The latest plan aims to expand on the last one, but it will also focus on enabling career mobility and adapting to changes in industry.
New trends have surfaced, such as the creation of hybrid jobs, where workers are expected to have the skills to do two to three roles at the same time, said Ms Low. She pointed out that jobs will also be increasingly digitalised, with technology disrupting jobs. Data analytics and artificial intelligence will also play a bigger role in the future workplace.
To prepare its students for such trends, ITE will introduce new courses in fields such as data engineering. All students – ITE has about 28,000 students across its three campuses at any one time – will also be exposed to data analytics in class from this year.
This exposure can range from an introduction on how to consume and use data at an individual level – for example, tracking their daily expenditure – to specialised modules that teach them to develop software and algorithms.
Ms Skye Toh, who is doing a Higher Nitec in engineering and business, found out how data analytical skills were useful when she took part in a competition that was recently organised by Nanyang Technological University.
She and some friends had come up with the idea of a thermometer for military use – a device that could fit into the ear of a soldier that allows supervising officers to monitor and collect data on his body temperature.
“Temperatures can get very hot in Singapore, with cases of national servicemen experiencing heat exhaustion. This data could help avoid such scenarios and improve safety,” said Ms Toh, 20.

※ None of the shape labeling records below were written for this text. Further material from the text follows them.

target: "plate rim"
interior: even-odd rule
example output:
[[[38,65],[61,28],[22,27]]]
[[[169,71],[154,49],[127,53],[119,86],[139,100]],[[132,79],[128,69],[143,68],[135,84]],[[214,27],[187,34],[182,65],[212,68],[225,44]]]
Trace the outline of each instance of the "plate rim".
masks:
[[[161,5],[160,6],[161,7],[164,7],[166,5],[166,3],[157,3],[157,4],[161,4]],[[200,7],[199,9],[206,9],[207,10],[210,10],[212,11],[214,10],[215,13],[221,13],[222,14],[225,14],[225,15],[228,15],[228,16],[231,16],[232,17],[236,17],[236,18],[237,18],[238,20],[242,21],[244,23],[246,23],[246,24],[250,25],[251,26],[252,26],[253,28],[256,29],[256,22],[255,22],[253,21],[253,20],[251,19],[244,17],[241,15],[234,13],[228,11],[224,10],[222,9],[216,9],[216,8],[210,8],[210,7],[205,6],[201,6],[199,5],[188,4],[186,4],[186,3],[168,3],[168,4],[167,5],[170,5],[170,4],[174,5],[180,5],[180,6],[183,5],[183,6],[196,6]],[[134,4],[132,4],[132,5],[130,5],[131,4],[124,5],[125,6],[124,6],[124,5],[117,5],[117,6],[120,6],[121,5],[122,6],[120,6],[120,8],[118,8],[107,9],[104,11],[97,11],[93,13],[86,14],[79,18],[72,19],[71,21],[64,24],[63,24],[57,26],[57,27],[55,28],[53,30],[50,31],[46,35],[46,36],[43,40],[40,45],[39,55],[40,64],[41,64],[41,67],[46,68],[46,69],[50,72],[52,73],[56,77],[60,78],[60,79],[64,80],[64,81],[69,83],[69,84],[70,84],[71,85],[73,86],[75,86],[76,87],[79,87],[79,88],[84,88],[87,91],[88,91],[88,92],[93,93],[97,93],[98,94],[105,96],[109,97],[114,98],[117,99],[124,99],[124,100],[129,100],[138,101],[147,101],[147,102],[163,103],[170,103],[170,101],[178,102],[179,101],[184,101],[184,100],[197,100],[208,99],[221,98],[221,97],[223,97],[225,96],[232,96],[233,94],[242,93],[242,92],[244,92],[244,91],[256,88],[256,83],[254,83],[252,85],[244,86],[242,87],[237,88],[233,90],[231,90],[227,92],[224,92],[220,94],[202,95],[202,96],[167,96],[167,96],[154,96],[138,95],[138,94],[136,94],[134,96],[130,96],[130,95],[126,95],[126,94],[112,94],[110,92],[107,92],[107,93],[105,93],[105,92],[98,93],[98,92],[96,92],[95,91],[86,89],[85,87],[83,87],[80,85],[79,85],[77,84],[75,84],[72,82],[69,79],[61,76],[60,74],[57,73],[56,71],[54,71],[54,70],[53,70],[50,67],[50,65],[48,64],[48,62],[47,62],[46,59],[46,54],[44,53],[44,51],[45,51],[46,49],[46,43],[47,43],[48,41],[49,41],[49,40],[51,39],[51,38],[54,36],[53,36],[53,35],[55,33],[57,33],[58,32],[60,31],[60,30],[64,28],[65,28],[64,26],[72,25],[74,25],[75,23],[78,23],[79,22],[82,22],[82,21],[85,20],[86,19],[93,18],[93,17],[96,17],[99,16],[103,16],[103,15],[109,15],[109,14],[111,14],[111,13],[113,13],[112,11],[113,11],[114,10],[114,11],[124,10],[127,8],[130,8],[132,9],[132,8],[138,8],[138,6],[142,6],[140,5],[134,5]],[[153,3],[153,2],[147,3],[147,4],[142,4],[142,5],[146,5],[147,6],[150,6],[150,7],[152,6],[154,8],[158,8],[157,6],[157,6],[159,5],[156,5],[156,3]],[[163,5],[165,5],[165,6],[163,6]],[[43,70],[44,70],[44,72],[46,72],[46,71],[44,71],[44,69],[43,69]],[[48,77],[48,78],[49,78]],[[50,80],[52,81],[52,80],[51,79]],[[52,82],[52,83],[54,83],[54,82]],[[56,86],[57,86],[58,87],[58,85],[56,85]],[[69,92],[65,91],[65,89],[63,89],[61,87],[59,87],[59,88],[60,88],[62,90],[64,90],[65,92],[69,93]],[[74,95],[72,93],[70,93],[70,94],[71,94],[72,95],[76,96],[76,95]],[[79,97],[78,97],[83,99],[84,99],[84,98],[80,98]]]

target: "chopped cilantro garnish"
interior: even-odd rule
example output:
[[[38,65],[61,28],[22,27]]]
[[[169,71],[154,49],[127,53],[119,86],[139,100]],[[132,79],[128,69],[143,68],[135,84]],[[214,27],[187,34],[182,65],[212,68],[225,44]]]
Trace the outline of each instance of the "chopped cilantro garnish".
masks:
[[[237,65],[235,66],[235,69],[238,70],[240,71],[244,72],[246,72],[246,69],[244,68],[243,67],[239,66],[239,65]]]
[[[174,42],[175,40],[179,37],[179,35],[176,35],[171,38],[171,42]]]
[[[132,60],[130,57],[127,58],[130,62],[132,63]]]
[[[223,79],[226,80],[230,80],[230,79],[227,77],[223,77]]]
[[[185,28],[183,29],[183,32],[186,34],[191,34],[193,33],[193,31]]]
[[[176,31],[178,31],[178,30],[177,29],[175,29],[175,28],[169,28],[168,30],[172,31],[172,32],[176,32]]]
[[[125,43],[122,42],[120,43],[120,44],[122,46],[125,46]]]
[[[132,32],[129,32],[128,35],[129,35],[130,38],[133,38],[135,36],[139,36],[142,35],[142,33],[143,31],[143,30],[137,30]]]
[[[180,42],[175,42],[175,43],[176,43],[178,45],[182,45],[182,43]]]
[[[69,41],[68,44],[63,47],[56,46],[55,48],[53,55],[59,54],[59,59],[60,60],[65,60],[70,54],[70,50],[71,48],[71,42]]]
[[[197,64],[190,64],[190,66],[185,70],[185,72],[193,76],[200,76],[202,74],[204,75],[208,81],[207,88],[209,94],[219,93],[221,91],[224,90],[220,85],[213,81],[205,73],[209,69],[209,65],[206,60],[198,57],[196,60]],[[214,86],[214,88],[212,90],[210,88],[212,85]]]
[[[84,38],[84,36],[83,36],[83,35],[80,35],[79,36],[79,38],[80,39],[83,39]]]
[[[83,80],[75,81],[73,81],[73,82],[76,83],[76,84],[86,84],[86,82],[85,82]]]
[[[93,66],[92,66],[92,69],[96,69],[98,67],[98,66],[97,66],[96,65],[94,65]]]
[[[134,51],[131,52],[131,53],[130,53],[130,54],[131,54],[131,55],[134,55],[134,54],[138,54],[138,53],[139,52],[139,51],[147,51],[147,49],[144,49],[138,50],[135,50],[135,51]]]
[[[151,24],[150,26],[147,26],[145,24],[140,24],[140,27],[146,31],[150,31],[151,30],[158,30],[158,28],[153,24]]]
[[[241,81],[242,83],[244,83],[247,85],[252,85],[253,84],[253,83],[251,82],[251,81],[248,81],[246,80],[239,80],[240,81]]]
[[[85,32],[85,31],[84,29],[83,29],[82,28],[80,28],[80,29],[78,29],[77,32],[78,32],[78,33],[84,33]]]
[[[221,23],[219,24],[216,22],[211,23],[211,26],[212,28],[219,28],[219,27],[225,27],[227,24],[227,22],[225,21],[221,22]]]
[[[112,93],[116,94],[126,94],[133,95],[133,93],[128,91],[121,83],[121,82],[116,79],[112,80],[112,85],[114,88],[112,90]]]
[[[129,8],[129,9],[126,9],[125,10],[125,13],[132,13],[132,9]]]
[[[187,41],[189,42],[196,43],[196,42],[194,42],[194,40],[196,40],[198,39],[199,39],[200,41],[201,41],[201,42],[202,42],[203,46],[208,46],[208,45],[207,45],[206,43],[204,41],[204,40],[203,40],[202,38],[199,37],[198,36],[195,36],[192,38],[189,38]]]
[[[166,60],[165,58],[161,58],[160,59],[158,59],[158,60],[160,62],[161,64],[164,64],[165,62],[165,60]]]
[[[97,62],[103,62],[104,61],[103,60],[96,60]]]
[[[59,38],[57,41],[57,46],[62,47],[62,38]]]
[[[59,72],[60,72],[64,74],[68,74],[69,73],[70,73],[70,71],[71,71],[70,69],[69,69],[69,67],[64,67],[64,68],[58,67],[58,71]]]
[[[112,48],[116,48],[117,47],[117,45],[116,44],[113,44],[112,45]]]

From this year, every student will also have to undertake a compulsory three-to six-month internship in line with the announcement in the 2015 strategic road map. Some 82 per cent of ITE students have taken up internships thus far. Before the 2015 announcement, the figure was 7 per cent.
Ms Low said: “We want our graduates to be equipped to have career progression, and be able to seize opportunities that come their way. When our graduates leave us, they still have the next 40 years or so of working life ahead – we don’t just prepare them for (immediate) employment, but for the future as well.”